Gilles Deleuze afirmó que quien fuera intensamente reflexivo tropezaría  con una valla continua de paradojas. Esa intensidad reflexiva es también el camino hacia el sinsentido. Quizás porque se escribe -más allá de las inmediatas razones de un reconocimiento- para un lector o para la posteridad,  parecería responder a la necesidad de representación de esa zona donde habita la escritura, que es también experiencia límite de la vida.

Sin duda se escribe para un lector, y ésa es la certeza del editor y de los estrategas del mercado del libro. Sin embargo, como bien lo ilustró Blanchot, en el acto íntimo de la escritura, el escritor tendrá dificultades para responder claramente por qué y para quien escribe. En ese instante, quizás el escritor percibe el vértigo que anuncia el abismo de la escritura, divino y siniestro a la vez.

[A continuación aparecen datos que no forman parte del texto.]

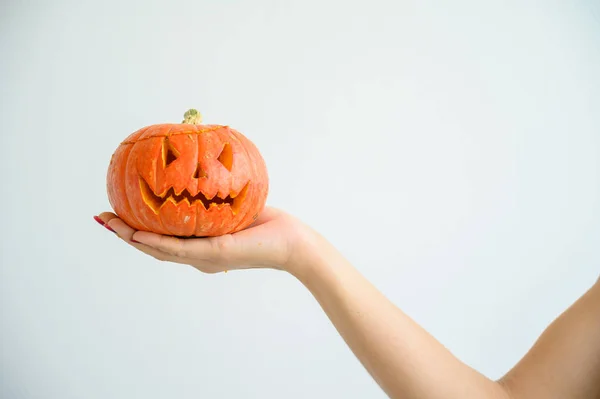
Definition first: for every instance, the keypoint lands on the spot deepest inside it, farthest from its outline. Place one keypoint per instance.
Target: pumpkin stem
(192, 116)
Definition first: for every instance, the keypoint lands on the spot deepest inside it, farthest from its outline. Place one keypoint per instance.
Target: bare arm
(565, 361)
(403, 358)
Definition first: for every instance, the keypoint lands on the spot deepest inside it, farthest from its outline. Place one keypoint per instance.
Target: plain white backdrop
(450, 149)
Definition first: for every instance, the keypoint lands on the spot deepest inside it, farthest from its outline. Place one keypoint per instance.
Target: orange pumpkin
(187, 179)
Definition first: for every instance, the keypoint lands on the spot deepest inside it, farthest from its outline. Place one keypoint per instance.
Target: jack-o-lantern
(187, 179)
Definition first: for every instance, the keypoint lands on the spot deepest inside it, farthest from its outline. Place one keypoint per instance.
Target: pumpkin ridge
(201, 131)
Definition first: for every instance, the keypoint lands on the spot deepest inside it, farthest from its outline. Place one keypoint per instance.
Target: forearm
(564, 363)
(403, 358)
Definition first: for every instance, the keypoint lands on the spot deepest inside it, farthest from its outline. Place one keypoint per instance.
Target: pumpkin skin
(187, 180)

Es el instante de escribir para nada ni nadie; de labrar con la escritura un enigma irreductible; de escribir  y destruir lo que escribe, como vemos -con escándalo- en algunos dadaístas, y en el mandato de Franz Kafka a Max Brod para que destruyera sus papeles -mandato no atendido-, pero que revela una grieta en el enigma irreductible del para qué y para quien se escribe.

La representación de la lectura, se muestra así como una de las recurrencias de la literatura y, en especial, de la ficción moderna, haciendo de ésta un movimiento de pliegues y repliegues, para su conversión en reescritura, extendiéndose en un espectro de sentidos, no ajenos al gran arco de la modernidad: la espectacularidad y la “mise en abyme” que se abre al vértigo de la sustancialidad o insustancialidad de lo real; a la valoración de la subjetividad y lo imaginario, al plantearse la lectura como viaje interior; al adoctrinamiento y la intensa demanda identificatoria de determinadas lecturas—de los libros sagrados a los manuales ideologizantes–, en contradicción con la distanciación que la lectura crítica funda, distanciación que se resuelve en conquista de espacios de lo privado, de espacios para la posibilidad de la duda y la pregunta, gérmenes, si los hay, de la conciencia crítica.

De ahí que cuando se hable y lea de este modo no quepa ni la pura charlatanería ni la distraída desconsideración, ya que aquella actividad abre el espacio y el campo en el que cabe, en verdad, lo poético—que se identifica con ese modo de proceder en el que lo que hay es–. Porque dice lo que es, hace que sea: lee haciendo que la obra obre.

La soledad que alcanza al escritor mediante la obra se revela en que ahora escribir es lo interminable, lo incesante. El escritor, dice Blanchot, ya no pertenece al dominio magistral donde expresarse significa escribir la exactitud y la certeza de las cosas y de los valores según el sentido de sus límites. Lo que se escribe entrega a quien debe escribir a una afirmación sobre la que no tiene autoridad, que es inconsistente, que no afirma nada, que no es reposo, la “dignidad del silencio”, porque es lo que aún habla cuando todo ha sido dicho. Es lo que aún no precede a la palabra, porque más bien le impide ser palabra que comienza, porque le retira el derecho y el poder de interrumpirse.

La escritura es por lo tanto esencialmente “la moral de la forma”, la  elección del área social en el seno de la cual el escritor decide situar la Naturaleza del lenguaje, como ha dicho Roland Barthes. En la literatura, al menos en la derivada del clasicismo y del humanismo, el lenguaje no pudo ya seguir siendo el cómodo instrumento o el lujoso decorado de una “realidad social”, pasional o poética, preexistente, que él estaría encargado de expresar de manera subsidiaria, mediante la sumisión a algunas reglas de estilo: el lenguaje es el ser de la literatura, su propio mundo.

 

De esta manera la elección, y luego la responsabilidad de una escritura, designan una libertad, pero esta libertad no tiene los mismos límites en los diferentes momentos de la historia. Al escritor no le está dado elegir su escritura en una especie de arsenal intemporal de formas literarias. Como libertad, la escritura es solo un momento. El hecho de escribir está siempre enraizado en un más allá del lenguaje, se desarrolla como un germen y no como una línea, manifiesta una esencia y amenaza con un secreto, es una contra-comunicación, que intimida.